Fig. 18 Blinky Palermo, Untitled 1967–9, Cotton Fabric on burlap, 200 x 200, Private collection, image of Panorama, p. 81, credited somehow as “image courtesy Sotheby’s Picture Library,” who swears it is a photograph, not a digital concoction.

Godfrey also notes that the size, shape, and horizon line Richter settled on for Seascape (Contre-Jour) [yes, from the stamp, where the cropping now feels like a crime] were identical to a work by his closest friend and collaborator at the time, Blinky Palermo. Palermo’s Untitled (1967-69) is a 200 x 200 cm Stoffbild (Cloth Picture),  a painting of bands of monochromatic commercial fabric–which was sewn together by Richter’s first wife Ema.

“Richter was crossing Friedrich with Palermo to make the Seascapes,” Godfrey wrote. Palermo and Richter were actually working in the “chasm” that the 20th century wars had opened between their 1960s Germany(s) and Friedrich’s.

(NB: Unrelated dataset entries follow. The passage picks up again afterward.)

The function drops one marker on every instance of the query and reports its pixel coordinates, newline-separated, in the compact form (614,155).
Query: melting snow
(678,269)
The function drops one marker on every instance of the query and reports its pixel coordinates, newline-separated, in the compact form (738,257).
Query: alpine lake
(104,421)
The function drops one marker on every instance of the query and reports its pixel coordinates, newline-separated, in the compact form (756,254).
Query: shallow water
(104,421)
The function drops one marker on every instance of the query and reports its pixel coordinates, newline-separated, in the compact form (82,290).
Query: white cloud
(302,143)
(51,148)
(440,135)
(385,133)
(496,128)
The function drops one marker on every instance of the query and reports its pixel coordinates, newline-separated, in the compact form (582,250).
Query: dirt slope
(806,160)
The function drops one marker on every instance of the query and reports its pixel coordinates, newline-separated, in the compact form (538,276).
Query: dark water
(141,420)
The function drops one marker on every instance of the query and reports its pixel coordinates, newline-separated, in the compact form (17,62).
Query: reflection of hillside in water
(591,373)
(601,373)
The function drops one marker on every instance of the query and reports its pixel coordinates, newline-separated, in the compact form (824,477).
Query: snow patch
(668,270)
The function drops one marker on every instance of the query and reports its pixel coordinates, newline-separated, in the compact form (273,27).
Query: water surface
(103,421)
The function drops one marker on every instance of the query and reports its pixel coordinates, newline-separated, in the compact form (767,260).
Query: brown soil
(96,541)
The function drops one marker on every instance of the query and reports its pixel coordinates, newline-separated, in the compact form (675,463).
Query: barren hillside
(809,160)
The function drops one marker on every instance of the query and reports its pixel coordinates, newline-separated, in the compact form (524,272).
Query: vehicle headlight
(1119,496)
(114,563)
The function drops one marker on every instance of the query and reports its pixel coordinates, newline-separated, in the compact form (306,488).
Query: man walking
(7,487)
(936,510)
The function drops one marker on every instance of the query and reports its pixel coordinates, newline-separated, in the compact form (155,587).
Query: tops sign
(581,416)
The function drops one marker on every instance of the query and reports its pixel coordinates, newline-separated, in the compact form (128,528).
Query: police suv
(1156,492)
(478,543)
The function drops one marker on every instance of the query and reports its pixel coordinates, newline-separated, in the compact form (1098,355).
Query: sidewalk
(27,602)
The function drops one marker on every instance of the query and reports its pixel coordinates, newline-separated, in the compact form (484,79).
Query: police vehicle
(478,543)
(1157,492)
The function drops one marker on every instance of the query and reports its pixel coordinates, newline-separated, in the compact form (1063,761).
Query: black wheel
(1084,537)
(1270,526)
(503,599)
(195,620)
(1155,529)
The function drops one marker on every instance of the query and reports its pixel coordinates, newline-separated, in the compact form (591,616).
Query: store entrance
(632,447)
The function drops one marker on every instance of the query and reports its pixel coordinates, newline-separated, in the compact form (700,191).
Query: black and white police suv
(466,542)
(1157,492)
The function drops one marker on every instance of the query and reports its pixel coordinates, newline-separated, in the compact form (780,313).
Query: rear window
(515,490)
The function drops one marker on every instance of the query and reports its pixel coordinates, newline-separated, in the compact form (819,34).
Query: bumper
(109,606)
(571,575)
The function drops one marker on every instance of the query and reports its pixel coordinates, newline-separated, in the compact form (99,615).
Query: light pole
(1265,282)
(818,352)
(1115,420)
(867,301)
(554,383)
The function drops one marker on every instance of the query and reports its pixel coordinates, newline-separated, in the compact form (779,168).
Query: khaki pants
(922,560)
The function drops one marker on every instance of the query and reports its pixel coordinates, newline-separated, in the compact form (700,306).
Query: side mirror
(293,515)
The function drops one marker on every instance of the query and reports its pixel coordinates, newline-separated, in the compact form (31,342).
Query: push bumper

Writing about their collaborations in the Dia catalogue for To The People of the City of New York, Christine Mehring associates Palermo’s Pop-related, readymade cloth pictures with Richter’s color chart paintings.  The Seascapes, meanwhile, call out the landscapey cloth paintings’ claims for abstraction.

Gerhard Richter, Seascape (Grey), 1969, 70 x 70 cm, image: gerhard-richter.com

Meanwhile no one mentions this 1969 painting, titled Seascape (Grey) [CR 224-16]. At 70 x 70 cm it feels bigger than a study. A geometric seascape of Palermo-ish composition is overpainted with grey, to near illegibility. Knowing how Richter gets about overpainting, the nearness of illegibility is just. right.

Anyway, you can see this little painting or the drawing in Bilbao for two more days; the Guggenheim’s exhibition of Richter’s Seascape works closes on the 9th. [h/t Sharon Butler for the impetus to wade into the Seascapes this morning.]